The concept of converting logarithmic equations to exponential form is essential when solving logarithmic problems. A logarithm is essentially the inverse of an exponentiation. It answers the question, "To what exponent must the base be raised, to yield the number?" For example, in a logarithmic equation of the form \( \log_b(y) = x \), \(b\) is the base, \(y\) is the result of raising \(b\) to the power of \(x\). This can be reformulated as \( y = b^x \) in exponential terms.
In our given problem, \( \log(2-x)=0.5 \) is transformed into \( 2-x=10^{0.5} \). Here, since no specific base is indicated for the logarithm, we assume a common base of 10. Thus, the exponential form becomes \( 2-x = 10^{0.5} \), simplifying the equation and making it solvable for \(x\).
Converting to exponential form is a powerful step because it simplifies equations, allowing you to solve for the unknown variable effectively.

Once an equation is in its exponential form, the next step is solving for the unknown variable. For the equation \( 2-x = \sqrt{10} \), you need to isolate \(x\). This is done by simply rearranging the equation.
- Start with \( 2-x = \sqrt{10} \).
- Rearrange to solve for \(x\): \(x = 2 - \sqrt{10}\).
This straightforward rearrangement isolates the variable of interest, \(x\), giving us a precise form of the solution. Using numerical approximations is helpful for understanding the magnitude of the solution. Here, \( \sqrt{10} \approx 3.1623\), resulting in \(x \approx 2 - 3.1623 = -1.1623\).
This step not only finds the solution but confirms it by allowing easy substitution back into the original equation for verification.

Logarithms possess unique properties that make them extremely useful in solving equations, especially those involving exponential relationships. Some key properties include:

• The product rule: \( \log_b(MN) = \log_b(M) + \log_b(N) \)
• The quotient rule: \( \log_b\left(\frac{M}{N}\right) = \log_b(M) - \log_b(N) \)
• The power rule: \( \log_b(M^k) = k \cdot \log_b(M) \)

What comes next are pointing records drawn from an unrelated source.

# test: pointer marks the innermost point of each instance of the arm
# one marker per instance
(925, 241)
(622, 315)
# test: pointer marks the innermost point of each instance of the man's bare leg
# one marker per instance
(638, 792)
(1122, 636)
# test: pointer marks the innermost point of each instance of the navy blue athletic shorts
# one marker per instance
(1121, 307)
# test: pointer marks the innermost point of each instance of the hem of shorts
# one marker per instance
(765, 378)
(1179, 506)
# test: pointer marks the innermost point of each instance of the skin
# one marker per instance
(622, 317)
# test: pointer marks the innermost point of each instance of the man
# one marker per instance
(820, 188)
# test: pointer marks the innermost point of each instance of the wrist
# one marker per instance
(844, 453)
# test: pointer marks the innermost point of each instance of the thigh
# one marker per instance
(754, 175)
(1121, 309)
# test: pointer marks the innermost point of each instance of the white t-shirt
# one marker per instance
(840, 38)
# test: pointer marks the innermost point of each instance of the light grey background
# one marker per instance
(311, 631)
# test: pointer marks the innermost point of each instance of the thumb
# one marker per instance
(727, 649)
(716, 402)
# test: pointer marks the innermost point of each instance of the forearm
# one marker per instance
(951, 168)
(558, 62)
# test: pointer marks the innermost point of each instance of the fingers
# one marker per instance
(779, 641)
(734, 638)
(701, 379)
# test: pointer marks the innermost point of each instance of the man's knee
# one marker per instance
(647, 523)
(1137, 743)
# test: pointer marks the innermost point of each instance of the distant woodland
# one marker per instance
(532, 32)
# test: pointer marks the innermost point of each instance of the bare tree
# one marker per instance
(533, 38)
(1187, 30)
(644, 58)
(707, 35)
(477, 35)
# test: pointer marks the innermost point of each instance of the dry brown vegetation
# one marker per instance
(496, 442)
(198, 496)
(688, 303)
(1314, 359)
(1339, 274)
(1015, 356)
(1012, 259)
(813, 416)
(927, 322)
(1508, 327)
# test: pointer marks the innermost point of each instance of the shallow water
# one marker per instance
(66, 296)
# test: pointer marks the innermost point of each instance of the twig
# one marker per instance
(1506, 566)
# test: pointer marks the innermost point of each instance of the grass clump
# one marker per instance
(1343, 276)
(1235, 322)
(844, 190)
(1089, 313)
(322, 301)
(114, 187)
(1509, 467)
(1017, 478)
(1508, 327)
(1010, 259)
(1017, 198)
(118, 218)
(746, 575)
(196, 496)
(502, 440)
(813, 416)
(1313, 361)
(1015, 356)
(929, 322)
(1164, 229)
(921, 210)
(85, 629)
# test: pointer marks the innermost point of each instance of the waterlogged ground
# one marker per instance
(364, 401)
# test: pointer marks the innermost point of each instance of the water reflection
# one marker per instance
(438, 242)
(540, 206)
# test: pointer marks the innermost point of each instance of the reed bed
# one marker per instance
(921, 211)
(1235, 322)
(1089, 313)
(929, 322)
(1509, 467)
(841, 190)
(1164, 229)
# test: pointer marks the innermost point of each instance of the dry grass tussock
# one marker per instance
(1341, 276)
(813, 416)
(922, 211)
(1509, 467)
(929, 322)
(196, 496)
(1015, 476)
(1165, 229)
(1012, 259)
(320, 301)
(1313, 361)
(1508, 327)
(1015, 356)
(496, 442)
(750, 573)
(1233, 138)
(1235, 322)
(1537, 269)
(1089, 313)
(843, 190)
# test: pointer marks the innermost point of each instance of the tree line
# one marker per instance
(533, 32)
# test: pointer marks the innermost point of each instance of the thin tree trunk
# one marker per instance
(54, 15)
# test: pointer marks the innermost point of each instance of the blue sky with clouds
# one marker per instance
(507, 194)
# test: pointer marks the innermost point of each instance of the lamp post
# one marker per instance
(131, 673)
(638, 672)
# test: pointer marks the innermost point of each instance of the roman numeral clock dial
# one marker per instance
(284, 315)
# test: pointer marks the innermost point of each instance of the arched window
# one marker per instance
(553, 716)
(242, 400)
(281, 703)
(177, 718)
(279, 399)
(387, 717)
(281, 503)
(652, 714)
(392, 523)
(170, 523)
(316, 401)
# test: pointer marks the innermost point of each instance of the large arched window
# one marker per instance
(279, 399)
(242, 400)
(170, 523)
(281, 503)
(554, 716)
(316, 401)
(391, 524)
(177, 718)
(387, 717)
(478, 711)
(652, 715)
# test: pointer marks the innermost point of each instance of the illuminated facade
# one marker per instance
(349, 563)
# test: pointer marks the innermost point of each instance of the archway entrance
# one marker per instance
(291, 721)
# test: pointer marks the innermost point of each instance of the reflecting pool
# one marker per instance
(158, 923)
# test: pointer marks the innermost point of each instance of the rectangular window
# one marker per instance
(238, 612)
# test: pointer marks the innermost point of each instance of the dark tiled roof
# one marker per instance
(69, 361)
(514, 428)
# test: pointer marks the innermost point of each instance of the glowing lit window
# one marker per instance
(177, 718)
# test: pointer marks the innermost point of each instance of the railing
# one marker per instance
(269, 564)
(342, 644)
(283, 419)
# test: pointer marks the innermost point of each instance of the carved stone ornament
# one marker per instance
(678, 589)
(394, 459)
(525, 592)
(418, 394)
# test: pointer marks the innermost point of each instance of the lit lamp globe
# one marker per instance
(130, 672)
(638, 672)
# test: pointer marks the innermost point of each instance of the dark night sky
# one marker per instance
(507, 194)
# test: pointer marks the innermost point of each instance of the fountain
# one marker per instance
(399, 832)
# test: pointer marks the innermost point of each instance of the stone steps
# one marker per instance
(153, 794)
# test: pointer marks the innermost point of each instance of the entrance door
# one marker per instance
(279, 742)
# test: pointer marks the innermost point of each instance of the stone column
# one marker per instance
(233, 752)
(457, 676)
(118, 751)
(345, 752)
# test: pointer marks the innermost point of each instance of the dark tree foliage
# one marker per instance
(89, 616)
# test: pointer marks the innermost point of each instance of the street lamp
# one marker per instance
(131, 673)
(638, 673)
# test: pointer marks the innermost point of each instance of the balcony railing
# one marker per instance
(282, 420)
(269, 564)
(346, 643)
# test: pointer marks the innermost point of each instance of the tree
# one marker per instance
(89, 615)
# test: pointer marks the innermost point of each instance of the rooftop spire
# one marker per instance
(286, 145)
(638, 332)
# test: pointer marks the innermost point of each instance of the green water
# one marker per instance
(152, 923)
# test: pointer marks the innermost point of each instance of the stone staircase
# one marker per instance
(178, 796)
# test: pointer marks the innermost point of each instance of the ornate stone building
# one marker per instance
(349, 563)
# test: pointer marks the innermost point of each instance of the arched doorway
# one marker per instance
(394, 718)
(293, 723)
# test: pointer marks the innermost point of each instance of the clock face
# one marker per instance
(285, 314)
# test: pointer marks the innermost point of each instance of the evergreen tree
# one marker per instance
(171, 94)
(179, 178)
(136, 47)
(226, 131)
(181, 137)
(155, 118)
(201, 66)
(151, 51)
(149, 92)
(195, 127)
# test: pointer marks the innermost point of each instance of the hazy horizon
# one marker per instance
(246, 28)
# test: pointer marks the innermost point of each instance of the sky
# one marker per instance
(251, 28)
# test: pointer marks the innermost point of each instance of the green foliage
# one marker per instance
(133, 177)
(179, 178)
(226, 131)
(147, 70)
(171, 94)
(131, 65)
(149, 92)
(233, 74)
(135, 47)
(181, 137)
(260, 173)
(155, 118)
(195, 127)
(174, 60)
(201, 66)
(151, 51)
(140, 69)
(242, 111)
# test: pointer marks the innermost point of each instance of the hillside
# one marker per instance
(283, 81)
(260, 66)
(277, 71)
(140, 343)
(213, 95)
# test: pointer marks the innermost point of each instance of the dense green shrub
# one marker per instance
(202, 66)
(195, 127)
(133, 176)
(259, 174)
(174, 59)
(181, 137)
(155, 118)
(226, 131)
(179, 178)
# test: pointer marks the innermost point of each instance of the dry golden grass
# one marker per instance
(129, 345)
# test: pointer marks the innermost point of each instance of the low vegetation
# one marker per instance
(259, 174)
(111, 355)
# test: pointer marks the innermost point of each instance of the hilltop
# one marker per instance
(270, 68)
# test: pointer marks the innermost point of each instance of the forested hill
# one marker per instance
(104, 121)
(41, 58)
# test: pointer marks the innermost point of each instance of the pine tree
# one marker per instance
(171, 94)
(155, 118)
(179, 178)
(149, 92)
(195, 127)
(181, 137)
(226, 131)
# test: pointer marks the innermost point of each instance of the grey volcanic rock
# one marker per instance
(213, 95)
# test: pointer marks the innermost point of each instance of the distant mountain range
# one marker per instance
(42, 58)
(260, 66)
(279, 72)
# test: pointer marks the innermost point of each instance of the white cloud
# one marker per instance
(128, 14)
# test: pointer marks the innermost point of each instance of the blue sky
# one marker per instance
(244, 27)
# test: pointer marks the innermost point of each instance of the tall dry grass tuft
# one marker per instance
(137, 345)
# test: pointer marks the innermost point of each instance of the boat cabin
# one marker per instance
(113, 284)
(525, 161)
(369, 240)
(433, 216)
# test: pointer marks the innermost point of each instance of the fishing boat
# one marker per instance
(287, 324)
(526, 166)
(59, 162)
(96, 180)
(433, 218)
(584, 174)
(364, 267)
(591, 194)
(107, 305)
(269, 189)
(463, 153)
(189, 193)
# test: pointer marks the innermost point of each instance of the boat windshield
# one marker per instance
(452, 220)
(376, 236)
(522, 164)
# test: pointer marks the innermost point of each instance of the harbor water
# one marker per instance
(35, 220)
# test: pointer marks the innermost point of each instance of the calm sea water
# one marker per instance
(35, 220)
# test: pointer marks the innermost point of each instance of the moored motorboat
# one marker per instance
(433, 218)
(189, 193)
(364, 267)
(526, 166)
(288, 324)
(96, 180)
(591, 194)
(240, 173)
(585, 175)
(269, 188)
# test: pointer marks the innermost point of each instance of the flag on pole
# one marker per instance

These properties allow complex logarithmic expressions to be simplified. However, in our specific problem, these properties help in setting the ground for understanding the shift from logarithmic to exponential form if needed. Knowing these can simplify many steps in working through logarithmic equations and translating them into exponential equations.
Each property aids in dismantling complicated logarithmic expressions, merging multiple logarithms into single expressions, or vice versa, making the process of solving log-based equations more tractable.